Created 09-24-2016 05:51 AM
As a newbie of hadoop, I encounter below trouble. I found several RUNNING applications in Yarn resource manager UI those hang and never complete.
Show 20406080100 entries Search:
ID | User | Name | Application Type | Queue | Application Priority | StartTime | FinishTime | State | FinalStatus | Running Containers | Allocated CPU VCores | Allocated Memory MB | % of Queue | % of Cluster | Progress | Tracking UI | Blacklisted Nodes |
---|---|---|---|---|---|---|---|---|---|---|---|---|---|---|---|---|---|
application_1474533507895_0024 | hive | org.apache.spark.sql.hive.thriftserver.HiveThriftServer2 | SPARK | default | 0 | Fri Sep 23 11:37:55 +0800 2016 | N/A | RUNNING | UNDEFINED | ApplicationMaster | |||||||
application_1474514425259_0011 | hive | org.apache.spark.sql.hive.thriftserver.HiveThriftServer2 | SPARK | default | 0 | Thu Sep 22 11:25:54 +0800 2016 | N/A | RUNNING | UNDEFINED | ApplicationMaster | |||||||
application_1474514425259_0010 | hive | org.apache.spark.sql.hive.thriftserver.HiveThriftServer2 | SPARK | default | 0 | Thu Sep 22 11:25:54 +0800 2016 | N/A | RUNNING | UNDEFINED | ApplicationMaster | |||||||
application_1474514425259_0009 | hive | org.apache.spark.sql.hive.thriftserver.HiveThriftServer2 | SPARK | default | 0 | Thu Sep 22 11:25:54 +0800 2016 | N/A | RUNNING | UNDEFINED | ApplicationMaster | |||||||
application_1474514425259_0006 | hive | org.apache.spark.sql.hive.thriftserver.HiveThriftServer2 | SPARK | default | 0 | Thu Sep 22 11:25:53 +0800 2016 | N/A | RUNNING | UNDEFINED | ApplicationMaster |
Showing 1 to 5 of 5 entries FirstPrevious1Next
Last
and in spark history server UI
App ID | App Name | Started | Completed | Duration | Spark User | Last Updated |
---|---|---|---|---|---|---|
application_1474533507895_0024 | org.apache.spark.sql.hive.thriftserver.HiveThriftServer2 | 2016/09/23 11:37:52 | - | - | hive | |
application_1474514425259_0011 | org.apache.spark.sql.hive.thriftserver.HiveThriftServer2 | 2016/09/22 11:25:51 | - | - | hive | |
application_1474514425259_0010 | org.apache.spark.sql.hive.thriftserver.HiveThriftServer2 | 2016/09/22 11:25:51 | - | - | hive | |
application_1474514425259_0009 | org.apache.spark.sql.hive.thriftserver.HiveThriftServer2 | 2016/09/22 11:25:50 | - | - | hive | |
application_1474514425259_0006 | org.apache.spark.sql.hive.thriftserver.HiveThriftServer2 | 2016/09/22 11:25:49 | - | - | hive | |
application_1474466529970_0009 | org.apache.spark.sql.hive.thriftserver.HiveThriftServer2 | 2016/09/21 22:15:33 | - | - | hive | |
application_1474466529970_0008 | org.apache.spark.sql.hive.thriftserver.HiveThriftServer2 | 2016/09/21 22:15:28 | - | - | hive | |
application_1474466529970_0006 | org.apache.spark.sql.hive.thriftserver.HiveThriftServer2 | 2016/09/21 22:15:28 | - | - | hive | |
application_1474466529970_0007 | org.apache.spark.sql.hive.thriftserver.HiveThriftServer2 | 2016/09/21 22:15:27 | - | - | hive |
Back to completed applications
How can I do with those above running applications? how to know the root cause of such issue ? and how to kill them and delete them?
Tons of thanks.
Created 09-24-2016 02:42 PM
@Huahua Wei You need to explicitly stop the SparkContext sc by calling sc.stop.

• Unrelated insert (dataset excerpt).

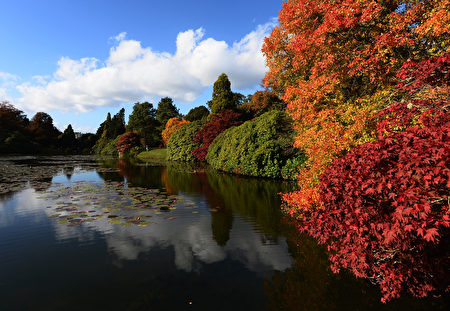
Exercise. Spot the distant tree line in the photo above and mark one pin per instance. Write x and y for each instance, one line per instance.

In cluster settings if you don't explicitly call sc.stop() your application may hang. Like closing files, network connections, etc, when you're done with them, it's a good idea to call sc.stop(), which lets the spark master know that your application is finished consuming resources. If you don't call sc.stop(), the event log information that is used by the history server will be incomplete, and your application will not show up in the history server's UI.
Created 09-24-2016 02:42 PM
@Huahua Wei You need to explicitly stop the SparkContext sc by calling sc.stop. In cluster settings if you don't explicitly call sc.stop() your application may hang. Like closing files, network connections, etc, when you're done with them, it's a good idea to call sc.stop(), which lets the spark master know that your application is finished consuming resources. If you don't call sc.stop(), the event log information that is used by the history server will be incomplete, and your application will not show up in the history server's UI.
Created 09-27-2016 06:40 AM
I called sc.stop() in spark-shell, but seem no help. the running applications still there.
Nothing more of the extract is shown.